High-power, low-cost, two-stage solution for regulating constant voltage in LED drivers

At present, there is an increasingly popular trend in the field of LED lighting, that is, while ensuring a high power factor, the wireless channel frequency has a low ripple current. The Japanese market requires that the clamp current ripple ratio be less than "1.3" and the ripple frequency should be higher than 100 Hz; ENERGY STAR has similar requirements, and the output operating frequency must be ≥ 120 Hz [1].

Figure 1: Energy Star Requirements for Integrated LED Lights

CH3: VLED, CH4: ILED

Figure 2: Line frequency ripple current in a 17W single stage

In order to have a high power factor, the single-stage PFC PSR-CC does not have a step-down E-cap, so the line frequency ripple current cannot be eliminated. In some high-end lighting applications, single-stage PSR-CC cannot be used. The traditional solution uses three levels: the PFC stage, the flyback converter stage, and the secondary DCDC stage to solve this problem, as shown in Figure 3.

Figure 3: Three-level solution

Obviously, although the circuit performs well, it is too complicated, contains too many components, and the cost is not low enough to take up too much space.

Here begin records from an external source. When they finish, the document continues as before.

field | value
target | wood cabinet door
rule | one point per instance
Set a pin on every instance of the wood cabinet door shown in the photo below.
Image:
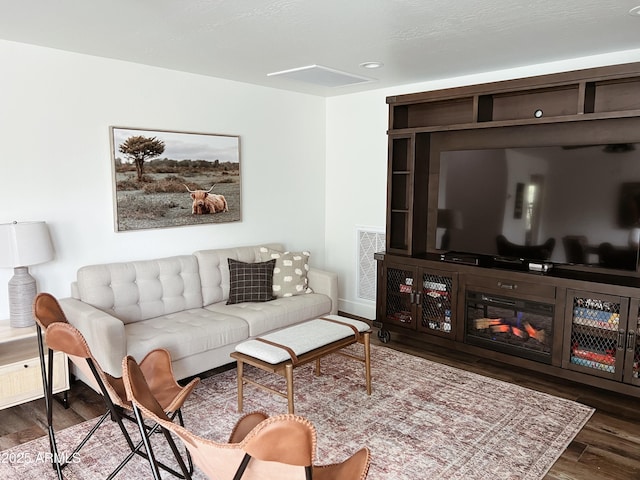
(595, 334)
(437, 303)
(400, 298)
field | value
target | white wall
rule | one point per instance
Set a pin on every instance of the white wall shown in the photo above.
(55, 113)
(357, 162)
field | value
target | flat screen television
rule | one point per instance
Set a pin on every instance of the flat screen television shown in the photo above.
(568, 205)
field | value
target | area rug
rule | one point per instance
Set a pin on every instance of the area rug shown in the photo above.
(423, 420)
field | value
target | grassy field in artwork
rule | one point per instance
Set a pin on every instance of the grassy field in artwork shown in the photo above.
(161, 199)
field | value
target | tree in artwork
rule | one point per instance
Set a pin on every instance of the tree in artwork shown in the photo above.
(138, 149)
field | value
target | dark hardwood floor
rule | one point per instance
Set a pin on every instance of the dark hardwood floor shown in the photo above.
(607, 448)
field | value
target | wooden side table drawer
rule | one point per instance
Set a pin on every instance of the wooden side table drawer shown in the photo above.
(22, 381)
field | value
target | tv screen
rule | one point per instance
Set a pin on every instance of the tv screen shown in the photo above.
(567, 205)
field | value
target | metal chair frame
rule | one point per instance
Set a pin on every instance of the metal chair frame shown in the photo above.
(115, 412)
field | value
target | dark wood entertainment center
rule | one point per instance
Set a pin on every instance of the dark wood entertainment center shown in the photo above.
(580, 324)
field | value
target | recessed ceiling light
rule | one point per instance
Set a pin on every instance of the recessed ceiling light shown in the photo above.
(371, 65)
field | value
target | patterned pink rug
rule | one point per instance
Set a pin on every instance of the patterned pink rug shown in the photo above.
(423, 421)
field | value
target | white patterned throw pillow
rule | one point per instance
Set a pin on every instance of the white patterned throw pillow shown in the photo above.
(290, 272)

The two-stage solution in this article uses PSR technology to save on first-class costs while maintaining high performance (wireless channel frequency ripple current and high power factor). Part 1 lists the circuit performance analysis of the PSR-CC and PSR-CV solutions; Part 2 explains how to implement the two-stage PSR-CV solution. Part 3 explains the experimental results of the prototype of the two-stage PST-CV solution; the last part summarizes the conclusions of the study.

From the perspective of PSR technology depending on the control objectives, there are two control methods in total: constant voltage regulation and constant current regulation.

Because the LED current determines the light intensity, so single stage

PFC PSR-CC is often used in lighting applications.

Figure 4: Typical single-stage PSR-CC solution

In order to eliminate the line frequency ripple current and meet strict standards, we must use a multi-level solution. PSR technology does not require a secondary feedback loop and optocoupler, and its regulation is very strict, enabling a two-stage solution.

Based on a three-level solution, we can implement a bipolar solution using PSR technology in two different ways:

The first two-stage PSR solution combines a flyback converter stage with a secondary DCDC stage to achieve isolation and drive, LED dimming, and a PFC stage. As shown in Figure 4, the LED current is controlled at the primary side, so the solution is also known as the two-stage PSR-CC.

Figure 4: Two-stage PSR-CC solution

The two-stage PSR-CC solution market responded well, especially in the tangential dimming field – dimming signals came from AC lines. But in analog or PWM dimming, the situation is completely different. Since the dimming function is done on the primary side, this solution requires a transformer to isolate the dimming signal from a safety perspective. Due to the primary dimming, the dimming control is more complicated and difficult to implement. In addition, relatively weak CC regulation due to PSR-CC is a weakness in high-end lighting applications. The dimming range is another issue that needs to be considered in this topology.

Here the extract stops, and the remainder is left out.